Below is a two-way table showing the types of college sports played by men and women.

Soccer Basketball Lacrosse Total
Women 8 8 4 20
Men 4 12 4 20
Total 12 20 8 40
Table 1.28

Given these data, calculate the marginal distributions of college sports for the people surveyed.

2.

Below is a two-way table showing the types of college sports played by men and women.

Soccer Basketball Lacrosse Total
Women 8 8 4 20
Men 4 12 4 20
Total 12 20 8 40
Table 1.29

Given these data, calculate the conditional distributions for the subpopulation of women who play college sports.
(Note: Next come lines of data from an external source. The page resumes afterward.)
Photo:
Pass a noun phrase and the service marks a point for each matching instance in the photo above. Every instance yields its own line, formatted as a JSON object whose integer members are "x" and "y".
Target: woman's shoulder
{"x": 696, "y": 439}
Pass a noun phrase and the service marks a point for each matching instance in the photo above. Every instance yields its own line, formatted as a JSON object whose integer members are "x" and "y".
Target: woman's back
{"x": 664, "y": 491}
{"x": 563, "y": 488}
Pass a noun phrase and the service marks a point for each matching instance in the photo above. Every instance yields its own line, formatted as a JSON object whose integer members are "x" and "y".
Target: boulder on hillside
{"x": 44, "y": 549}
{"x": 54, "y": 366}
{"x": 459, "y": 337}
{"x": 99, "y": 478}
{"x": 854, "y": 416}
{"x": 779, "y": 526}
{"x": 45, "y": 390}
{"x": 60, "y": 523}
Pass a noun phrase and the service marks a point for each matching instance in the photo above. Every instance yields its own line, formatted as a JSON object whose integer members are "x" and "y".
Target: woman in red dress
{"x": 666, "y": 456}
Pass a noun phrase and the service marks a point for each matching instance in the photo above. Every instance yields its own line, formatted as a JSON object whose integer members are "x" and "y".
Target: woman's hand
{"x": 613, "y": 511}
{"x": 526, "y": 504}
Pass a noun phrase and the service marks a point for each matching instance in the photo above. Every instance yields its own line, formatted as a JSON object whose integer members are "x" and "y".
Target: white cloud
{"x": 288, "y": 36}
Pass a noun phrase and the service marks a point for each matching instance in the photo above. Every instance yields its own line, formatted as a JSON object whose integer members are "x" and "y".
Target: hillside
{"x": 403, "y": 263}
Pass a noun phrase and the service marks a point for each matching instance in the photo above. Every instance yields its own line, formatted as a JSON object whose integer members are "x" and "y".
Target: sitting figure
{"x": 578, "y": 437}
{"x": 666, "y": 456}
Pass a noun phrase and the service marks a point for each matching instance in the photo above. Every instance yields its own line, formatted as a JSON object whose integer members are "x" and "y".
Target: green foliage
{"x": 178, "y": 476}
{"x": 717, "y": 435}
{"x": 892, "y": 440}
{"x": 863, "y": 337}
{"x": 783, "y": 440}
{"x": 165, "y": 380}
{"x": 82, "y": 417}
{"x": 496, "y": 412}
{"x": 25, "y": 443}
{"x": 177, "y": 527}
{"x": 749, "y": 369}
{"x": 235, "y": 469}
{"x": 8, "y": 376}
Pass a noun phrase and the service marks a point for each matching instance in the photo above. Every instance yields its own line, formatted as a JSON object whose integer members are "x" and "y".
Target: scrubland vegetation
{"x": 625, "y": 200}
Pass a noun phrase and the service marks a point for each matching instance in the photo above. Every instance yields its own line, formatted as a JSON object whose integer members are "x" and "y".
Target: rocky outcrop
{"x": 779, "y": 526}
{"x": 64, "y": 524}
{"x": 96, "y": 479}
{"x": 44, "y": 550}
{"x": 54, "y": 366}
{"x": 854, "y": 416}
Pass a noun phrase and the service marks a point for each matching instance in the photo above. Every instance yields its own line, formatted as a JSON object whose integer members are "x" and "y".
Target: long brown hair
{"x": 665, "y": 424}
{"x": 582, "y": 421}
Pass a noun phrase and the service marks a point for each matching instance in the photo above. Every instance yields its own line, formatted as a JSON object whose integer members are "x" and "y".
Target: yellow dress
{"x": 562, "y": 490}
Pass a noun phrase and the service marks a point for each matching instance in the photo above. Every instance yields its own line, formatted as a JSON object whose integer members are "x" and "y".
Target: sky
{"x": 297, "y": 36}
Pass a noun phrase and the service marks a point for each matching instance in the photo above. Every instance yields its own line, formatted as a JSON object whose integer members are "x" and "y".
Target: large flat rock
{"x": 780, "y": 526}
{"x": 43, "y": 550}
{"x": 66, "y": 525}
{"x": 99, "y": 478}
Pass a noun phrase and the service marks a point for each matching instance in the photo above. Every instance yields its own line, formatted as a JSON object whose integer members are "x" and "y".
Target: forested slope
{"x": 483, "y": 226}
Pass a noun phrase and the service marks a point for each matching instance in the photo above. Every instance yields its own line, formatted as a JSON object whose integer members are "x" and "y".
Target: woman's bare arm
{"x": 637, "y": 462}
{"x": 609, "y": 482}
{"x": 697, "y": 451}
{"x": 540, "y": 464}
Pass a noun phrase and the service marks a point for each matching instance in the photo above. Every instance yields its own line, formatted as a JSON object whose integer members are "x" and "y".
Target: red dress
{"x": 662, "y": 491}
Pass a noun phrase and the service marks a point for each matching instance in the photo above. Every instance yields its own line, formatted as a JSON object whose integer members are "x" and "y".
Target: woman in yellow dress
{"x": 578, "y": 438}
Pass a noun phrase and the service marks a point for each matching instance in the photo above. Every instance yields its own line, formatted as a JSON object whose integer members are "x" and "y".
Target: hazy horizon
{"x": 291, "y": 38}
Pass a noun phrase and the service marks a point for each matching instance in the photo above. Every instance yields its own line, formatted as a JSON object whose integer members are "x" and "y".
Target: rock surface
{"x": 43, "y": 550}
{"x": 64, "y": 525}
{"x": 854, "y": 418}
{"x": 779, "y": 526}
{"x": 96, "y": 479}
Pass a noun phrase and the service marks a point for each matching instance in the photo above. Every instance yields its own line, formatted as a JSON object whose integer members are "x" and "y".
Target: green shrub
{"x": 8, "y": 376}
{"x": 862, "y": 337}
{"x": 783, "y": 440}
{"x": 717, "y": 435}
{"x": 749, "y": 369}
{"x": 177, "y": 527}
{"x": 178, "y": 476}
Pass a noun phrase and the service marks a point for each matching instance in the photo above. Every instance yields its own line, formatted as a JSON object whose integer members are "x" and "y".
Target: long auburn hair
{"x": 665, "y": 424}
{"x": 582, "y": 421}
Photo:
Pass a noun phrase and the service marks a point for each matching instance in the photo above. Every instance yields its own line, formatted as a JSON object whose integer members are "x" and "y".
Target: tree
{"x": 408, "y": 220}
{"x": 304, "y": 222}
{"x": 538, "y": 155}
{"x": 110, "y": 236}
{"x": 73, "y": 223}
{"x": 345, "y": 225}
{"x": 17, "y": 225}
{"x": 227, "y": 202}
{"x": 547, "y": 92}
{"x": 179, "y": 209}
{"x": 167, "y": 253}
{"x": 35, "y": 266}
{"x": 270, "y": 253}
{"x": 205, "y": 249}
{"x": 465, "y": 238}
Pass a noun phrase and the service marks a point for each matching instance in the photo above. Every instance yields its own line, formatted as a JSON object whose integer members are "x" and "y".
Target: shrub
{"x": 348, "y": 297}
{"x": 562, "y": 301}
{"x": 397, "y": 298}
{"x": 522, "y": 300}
Use the following information to answer the next five exercises. Studies are often done by pharmaceutical companies to determine the effectiveness of a treatment program. Suppose that a new viral antibody drug is currently under study. It is given to patients once the virus's symptoms have revealed themselves. Of interest is the average (mean) length of time in months patients live once they start the treatment. Two researchers each follow a different set of 40 patients with the viral disease from the start of treatment until their deaths. The following data (in months) are collected.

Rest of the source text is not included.